Apaçık Radyo ekibinden İlksen Mavituna’nın favori Brel şarkılarından biri, sanatçının dünya çapında bir klasik olarak kabul edilen şarkısı Ne me quitte pas’nın Flamanca versiyonu olan Laat me niet alleen. 1959 tarihli bu şarkı ve farklı versiyonları üzerine birden fazla program bile yapılabilir aslında ama kısaca parçanın hikâyesinden bahsetmek gerekirse: Brel şarkıyı, 1955'ten beri âşık olduğu sevgilisi Suzanne Gabriello'nun onu terk etmesinin ardından Au Rêve adlı bistroda kaleme almıştı. Brel’in şarkıyı, eşi Miche ve üç çocuğunu terk etmeyi reddetmesi üzerine ondan ayrılan Gabriello’ya ithafen yazdığı varsayılsa da, sanatçının parçada, aldattığı için suçluluk duyduğu eşine seslendiğini düşünmek de mümkün. Parçanın bestesini piyanisti Gérard Jouannest ile birlikte yapmıştı Brel, düzenleme ise François Rauber’e aitti. Brel ilk başta şarkıyı kadın bir yorumcunun söylemesini planlamıştı ve böylelikle ilk olarak 1959’un Ocak ayında Simone Langlois kaydetmişti parçayı. Brel ise kendine ait yorumu o yılın Eylül ayında gerçekleştirdi. Kendisiyle yapılan bir röportajda, bunun sanılanın aksine bir aşk şarkısı olmadığını, tersine erkeklerin korkaklığı için yazılan bir marş olduğunu belirtmişti sanatçı ve parçanın bir erkeğin kendini ne kadar aşağılayabileceğini gözler önüne serdiğini ifade etmişti. Şarkının yayınlandığı dönemde Edith Piaf parçayla ilgili: “Bir erkek böyle şarkılar söylememeli” diyecekti.

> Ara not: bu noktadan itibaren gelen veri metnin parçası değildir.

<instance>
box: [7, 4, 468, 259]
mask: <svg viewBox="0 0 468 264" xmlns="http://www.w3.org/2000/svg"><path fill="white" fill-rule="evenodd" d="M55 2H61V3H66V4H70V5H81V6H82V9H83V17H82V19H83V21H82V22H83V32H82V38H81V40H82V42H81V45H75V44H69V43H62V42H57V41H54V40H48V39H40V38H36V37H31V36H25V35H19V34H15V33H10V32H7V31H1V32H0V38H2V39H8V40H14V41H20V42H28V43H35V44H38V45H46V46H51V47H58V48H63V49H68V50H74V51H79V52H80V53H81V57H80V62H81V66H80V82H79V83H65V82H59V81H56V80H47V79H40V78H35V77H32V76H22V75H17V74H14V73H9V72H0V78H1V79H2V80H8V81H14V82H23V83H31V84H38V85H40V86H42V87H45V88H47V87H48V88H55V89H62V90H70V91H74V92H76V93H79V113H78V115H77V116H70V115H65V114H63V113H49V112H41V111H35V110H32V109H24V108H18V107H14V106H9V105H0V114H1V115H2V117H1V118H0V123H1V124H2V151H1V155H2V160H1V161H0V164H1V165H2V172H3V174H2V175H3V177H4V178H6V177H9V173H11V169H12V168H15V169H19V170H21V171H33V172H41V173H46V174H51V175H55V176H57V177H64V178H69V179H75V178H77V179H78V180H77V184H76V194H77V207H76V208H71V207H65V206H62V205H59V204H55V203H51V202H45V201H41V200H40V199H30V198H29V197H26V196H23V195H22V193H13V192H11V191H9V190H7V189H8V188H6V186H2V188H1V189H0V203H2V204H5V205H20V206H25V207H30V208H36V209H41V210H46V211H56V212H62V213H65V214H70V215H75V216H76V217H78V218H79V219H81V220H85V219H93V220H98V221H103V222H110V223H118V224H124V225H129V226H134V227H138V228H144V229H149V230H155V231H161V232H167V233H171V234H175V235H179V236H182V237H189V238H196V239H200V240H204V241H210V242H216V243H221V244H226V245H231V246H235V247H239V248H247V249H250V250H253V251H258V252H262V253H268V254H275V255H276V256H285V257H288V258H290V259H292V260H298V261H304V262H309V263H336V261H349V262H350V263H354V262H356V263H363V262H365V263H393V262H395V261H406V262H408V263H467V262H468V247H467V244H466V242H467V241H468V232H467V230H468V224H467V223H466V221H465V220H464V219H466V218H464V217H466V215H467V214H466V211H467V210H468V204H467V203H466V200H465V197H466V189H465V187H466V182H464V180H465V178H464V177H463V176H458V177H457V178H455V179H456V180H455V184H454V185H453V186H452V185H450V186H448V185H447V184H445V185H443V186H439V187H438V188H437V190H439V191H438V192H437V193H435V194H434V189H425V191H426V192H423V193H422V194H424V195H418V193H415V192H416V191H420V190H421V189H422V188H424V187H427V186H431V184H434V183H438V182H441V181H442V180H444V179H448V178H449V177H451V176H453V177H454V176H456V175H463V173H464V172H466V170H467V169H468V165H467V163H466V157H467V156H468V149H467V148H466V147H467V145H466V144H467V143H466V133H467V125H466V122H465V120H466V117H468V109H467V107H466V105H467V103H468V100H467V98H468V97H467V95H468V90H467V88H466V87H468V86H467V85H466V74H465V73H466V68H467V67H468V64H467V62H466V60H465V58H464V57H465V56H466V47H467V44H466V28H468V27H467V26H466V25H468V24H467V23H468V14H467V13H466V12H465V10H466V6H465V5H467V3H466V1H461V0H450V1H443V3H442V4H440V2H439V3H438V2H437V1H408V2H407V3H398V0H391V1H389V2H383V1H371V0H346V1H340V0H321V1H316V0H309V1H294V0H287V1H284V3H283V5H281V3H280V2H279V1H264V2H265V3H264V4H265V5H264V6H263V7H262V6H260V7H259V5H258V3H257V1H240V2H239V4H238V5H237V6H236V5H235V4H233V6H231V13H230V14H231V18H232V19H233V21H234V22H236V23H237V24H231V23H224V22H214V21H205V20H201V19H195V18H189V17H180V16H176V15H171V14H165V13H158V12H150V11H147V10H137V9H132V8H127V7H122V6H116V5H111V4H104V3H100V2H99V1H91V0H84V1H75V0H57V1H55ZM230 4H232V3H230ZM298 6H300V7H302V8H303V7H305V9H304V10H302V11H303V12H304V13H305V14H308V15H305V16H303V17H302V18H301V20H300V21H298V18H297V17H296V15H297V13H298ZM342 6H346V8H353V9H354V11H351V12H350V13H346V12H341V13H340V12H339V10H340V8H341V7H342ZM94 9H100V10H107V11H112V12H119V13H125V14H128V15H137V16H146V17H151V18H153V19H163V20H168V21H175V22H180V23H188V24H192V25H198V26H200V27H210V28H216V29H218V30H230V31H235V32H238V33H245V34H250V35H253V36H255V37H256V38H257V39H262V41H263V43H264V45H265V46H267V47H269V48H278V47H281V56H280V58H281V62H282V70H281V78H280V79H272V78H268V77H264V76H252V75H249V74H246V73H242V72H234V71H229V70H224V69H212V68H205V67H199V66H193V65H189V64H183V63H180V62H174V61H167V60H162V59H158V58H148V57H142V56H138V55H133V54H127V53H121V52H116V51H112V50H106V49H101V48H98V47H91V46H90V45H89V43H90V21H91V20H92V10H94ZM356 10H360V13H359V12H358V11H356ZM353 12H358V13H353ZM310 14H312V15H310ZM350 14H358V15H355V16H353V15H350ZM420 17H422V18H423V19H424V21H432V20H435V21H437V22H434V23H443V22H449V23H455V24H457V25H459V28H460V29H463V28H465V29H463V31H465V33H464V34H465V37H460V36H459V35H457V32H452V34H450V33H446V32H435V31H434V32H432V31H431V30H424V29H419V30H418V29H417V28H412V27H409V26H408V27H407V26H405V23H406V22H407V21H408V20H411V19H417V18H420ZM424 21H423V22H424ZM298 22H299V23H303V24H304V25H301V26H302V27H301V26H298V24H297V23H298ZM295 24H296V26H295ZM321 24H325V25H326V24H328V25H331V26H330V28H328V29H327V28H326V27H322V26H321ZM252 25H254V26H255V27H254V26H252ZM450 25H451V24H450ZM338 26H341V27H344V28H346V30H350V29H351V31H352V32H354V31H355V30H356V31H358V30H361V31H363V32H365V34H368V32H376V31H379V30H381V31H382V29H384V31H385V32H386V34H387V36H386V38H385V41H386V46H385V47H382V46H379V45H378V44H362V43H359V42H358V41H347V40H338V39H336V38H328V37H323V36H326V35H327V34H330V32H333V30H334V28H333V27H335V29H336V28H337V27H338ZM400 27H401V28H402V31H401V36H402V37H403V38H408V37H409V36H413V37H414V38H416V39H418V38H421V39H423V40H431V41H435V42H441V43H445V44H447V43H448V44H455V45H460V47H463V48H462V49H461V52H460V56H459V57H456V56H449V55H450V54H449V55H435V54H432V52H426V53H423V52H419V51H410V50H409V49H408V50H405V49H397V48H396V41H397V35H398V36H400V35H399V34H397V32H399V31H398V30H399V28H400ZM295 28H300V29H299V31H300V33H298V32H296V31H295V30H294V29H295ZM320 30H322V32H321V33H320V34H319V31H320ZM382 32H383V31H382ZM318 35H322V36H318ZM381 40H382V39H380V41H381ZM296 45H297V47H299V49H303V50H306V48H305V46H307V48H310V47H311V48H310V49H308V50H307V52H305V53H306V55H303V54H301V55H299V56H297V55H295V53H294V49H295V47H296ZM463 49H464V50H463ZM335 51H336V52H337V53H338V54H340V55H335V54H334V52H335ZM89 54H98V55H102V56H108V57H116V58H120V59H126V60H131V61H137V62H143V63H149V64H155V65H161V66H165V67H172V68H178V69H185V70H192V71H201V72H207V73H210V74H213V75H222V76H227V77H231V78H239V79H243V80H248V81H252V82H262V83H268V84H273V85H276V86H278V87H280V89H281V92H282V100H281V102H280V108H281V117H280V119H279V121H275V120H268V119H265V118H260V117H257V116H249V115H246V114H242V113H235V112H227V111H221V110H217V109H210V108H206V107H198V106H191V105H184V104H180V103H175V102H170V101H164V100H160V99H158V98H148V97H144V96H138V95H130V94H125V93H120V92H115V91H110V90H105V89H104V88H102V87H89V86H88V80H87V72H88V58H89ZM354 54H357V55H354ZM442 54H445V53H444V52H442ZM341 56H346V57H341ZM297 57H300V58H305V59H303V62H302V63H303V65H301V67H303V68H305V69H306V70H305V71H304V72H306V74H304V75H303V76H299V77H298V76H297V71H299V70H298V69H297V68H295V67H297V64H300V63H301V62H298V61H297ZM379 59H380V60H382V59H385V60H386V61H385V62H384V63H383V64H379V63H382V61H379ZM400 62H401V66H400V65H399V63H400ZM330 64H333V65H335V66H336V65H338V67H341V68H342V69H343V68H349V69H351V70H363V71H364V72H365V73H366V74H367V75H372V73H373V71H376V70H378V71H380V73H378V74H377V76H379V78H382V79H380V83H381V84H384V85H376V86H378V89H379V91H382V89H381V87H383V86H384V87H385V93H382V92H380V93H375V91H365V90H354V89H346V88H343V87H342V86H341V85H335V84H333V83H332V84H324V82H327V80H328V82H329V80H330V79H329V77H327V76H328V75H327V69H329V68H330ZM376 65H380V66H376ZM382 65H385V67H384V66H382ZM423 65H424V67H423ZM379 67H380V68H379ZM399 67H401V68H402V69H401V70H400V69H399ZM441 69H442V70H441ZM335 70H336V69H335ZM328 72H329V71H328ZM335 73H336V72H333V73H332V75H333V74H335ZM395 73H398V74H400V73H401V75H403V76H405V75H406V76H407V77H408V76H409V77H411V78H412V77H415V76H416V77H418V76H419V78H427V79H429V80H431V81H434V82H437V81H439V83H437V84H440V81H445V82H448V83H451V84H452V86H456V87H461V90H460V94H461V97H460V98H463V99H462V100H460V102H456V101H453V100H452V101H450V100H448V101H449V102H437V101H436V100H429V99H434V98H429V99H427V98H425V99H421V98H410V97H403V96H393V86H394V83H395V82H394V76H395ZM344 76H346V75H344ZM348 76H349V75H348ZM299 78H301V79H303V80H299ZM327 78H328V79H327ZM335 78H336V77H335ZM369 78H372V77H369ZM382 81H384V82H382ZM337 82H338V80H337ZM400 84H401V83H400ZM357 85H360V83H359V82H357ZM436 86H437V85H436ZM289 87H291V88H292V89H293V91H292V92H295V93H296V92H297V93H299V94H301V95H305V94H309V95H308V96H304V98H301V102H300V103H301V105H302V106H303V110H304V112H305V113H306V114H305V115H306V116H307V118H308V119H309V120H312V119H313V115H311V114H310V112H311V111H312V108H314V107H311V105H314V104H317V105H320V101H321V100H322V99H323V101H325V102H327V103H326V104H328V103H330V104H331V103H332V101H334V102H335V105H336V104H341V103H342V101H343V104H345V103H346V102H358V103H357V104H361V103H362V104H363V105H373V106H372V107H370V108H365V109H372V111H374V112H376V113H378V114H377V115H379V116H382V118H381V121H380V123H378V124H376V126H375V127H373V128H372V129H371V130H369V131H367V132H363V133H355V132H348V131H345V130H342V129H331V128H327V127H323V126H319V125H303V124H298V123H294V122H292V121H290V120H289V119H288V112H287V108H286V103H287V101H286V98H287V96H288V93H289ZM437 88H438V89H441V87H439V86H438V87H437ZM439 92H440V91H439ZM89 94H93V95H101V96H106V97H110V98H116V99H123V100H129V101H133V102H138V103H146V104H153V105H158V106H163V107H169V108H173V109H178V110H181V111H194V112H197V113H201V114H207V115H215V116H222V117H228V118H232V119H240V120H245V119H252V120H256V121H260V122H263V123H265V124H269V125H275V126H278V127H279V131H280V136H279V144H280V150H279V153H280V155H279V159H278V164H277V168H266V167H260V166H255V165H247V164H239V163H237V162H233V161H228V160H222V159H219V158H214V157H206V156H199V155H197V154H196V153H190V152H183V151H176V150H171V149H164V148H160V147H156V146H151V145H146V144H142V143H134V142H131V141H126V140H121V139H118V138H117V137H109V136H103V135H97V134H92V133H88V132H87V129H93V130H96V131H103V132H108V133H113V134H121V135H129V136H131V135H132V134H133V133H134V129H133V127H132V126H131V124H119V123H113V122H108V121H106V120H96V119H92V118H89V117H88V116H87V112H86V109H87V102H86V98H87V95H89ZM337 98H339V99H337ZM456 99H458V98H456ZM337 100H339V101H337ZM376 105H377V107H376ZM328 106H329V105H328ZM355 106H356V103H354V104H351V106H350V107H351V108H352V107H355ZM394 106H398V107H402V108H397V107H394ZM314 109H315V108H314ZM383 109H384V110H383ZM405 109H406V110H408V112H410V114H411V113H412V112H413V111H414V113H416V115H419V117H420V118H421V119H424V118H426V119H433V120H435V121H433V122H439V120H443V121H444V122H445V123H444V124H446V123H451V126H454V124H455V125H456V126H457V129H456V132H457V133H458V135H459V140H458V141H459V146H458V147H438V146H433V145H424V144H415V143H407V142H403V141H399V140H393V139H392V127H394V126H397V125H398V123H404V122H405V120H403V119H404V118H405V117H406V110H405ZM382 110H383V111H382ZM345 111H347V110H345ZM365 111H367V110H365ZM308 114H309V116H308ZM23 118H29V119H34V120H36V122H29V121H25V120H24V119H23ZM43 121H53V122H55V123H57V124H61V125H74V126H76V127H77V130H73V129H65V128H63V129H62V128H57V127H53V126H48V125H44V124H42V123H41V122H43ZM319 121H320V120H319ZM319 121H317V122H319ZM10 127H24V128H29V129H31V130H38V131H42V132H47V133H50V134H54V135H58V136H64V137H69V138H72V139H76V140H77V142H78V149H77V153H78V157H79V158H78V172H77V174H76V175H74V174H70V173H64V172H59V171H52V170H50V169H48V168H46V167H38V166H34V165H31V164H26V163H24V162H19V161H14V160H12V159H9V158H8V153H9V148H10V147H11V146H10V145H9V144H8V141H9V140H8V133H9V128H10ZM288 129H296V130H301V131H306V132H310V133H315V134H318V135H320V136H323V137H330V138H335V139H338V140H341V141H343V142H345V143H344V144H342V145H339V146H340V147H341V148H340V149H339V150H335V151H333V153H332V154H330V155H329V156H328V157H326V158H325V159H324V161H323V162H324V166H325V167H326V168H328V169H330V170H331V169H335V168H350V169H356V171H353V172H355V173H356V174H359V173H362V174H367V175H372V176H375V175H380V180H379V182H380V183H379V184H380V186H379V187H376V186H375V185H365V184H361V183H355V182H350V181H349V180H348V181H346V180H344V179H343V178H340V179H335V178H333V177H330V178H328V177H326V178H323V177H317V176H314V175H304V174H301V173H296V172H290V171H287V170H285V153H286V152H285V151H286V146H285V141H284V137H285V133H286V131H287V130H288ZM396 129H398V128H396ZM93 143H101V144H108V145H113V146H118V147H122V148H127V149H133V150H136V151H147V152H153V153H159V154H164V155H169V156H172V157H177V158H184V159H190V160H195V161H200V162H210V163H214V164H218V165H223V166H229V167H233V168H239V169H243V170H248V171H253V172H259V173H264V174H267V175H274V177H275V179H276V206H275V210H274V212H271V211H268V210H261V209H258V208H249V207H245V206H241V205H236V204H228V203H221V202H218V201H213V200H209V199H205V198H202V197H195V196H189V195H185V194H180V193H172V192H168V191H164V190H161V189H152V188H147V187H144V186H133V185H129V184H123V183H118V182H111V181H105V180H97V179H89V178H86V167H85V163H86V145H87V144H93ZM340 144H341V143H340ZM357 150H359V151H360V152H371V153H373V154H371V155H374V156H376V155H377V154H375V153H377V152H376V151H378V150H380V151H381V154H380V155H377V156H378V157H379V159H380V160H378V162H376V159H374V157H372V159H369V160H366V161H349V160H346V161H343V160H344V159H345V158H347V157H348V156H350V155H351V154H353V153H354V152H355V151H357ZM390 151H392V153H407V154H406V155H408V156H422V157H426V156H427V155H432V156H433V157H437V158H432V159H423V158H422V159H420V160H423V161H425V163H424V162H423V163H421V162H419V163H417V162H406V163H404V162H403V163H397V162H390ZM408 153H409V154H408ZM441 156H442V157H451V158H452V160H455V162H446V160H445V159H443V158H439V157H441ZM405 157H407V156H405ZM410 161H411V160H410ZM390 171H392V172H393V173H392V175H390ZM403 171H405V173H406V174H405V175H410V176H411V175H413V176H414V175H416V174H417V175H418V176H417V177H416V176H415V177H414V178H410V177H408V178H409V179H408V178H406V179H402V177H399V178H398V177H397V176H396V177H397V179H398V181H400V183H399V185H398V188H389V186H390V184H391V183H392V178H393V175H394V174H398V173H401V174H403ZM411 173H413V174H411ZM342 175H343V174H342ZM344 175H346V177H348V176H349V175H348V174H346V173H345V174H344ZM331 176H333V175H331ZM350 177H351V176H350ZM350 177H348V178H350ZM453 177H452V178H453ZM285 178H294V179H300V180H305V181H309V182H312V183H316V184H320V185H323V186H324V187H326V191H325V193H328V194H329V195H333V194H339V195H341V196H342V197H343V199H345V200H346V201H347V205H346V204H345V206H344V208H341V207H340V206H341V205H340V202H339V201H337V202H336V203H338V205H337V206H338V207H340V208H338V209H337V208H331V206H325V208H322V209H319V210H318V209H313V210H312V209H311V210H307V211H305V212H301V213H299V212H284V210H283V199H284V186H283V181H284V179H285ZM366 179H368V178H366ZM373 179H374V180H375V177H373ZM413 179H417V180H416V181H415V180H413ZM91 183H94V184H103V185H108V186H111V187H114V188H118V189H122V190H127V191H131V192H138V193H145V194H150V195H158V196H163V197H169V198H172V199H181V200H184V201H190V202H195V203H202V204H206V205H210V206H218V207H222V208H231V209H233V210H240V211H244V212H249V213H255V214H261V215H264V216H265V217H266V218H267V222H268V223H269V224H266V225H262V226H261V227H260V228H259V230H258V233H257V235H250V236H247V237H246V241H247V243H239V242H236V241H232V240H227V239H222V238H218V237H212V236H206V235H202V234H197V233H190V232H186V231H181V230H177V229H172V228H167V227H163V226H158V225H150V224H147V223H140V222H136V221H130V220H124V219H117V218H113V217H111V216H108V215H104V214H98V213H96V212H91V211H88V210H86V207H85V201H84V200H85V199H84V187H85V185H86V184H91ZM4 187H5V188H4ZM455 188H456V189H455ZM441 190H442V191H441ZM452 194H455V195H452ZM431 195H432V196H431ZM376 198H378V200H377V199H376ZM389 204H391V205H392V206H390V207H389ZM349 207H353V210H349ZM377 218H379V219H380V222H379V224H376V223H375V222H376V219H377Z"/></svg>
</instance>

Ömer Madra ise Jacques Brel’in 1962 tarihli albümünden iki şarkı seçmiş. Bunlardan ilki Brel’in ülkesi Belçika için kaleme aldığı Le plat pays. Babası Flaman olduğu için genelde bu bölgeyi konu alan şarkılar yazmıştı Brel kariyeri boyunca. Brel’e ilham veren bir diğer bölge de Kuzey sahilleriydi. 1965 tarihli La chanson de Jacky’de bu bölgede yer alan Knokke-le-Zoutte’tan bahsediyordu sanatçı, 1977’de ise bu kez Knokke-le-Zoute tango adlı parçayı seslendirecekti. 1962 tarihli Le Plat pays’de ise “O kadar alçak ki gökyüzü teşvik ediyor tevazuyu, o kadar gri ki gökyüzü bir su kanalı asmış kendini, gökyüzü o kadar gri ki affetmeli onu, parçalanmaya gelen Kuzey rüzgârıyla, dinleyin onun gıcırtısını, benim olan o düz ülkenin” sözleriyle ülkenin kuzeyindeki Flaman bölgesine dair hemen hemen tüm özelliklerden bahsediyor ve bir anlamda kendini bu bölgeye ait hissettiğini dile getiriyordu sanatçı. Ömer Madra’nın bu albümden seçtiği ikinci parça ise Brel’in burjuvaziyi eleştirdiği Les bourgeois. “Burjuvalar domuzlar gibidir, ne kadar yaşlanırlarsa o kadar aptallaşırlar” nakaratıyla hafızalara kazınan parçada, gençliklerinde burjuva kesimiyle dalga geçen ancak yaşlandıklarında alay ettikleri bu insanlara dönüşen üç arkadaşın hikâyesini, iki dakika elli bir saniye gibi kısa bir sürede büyük bir ustalıkla aktarıyordu Brel.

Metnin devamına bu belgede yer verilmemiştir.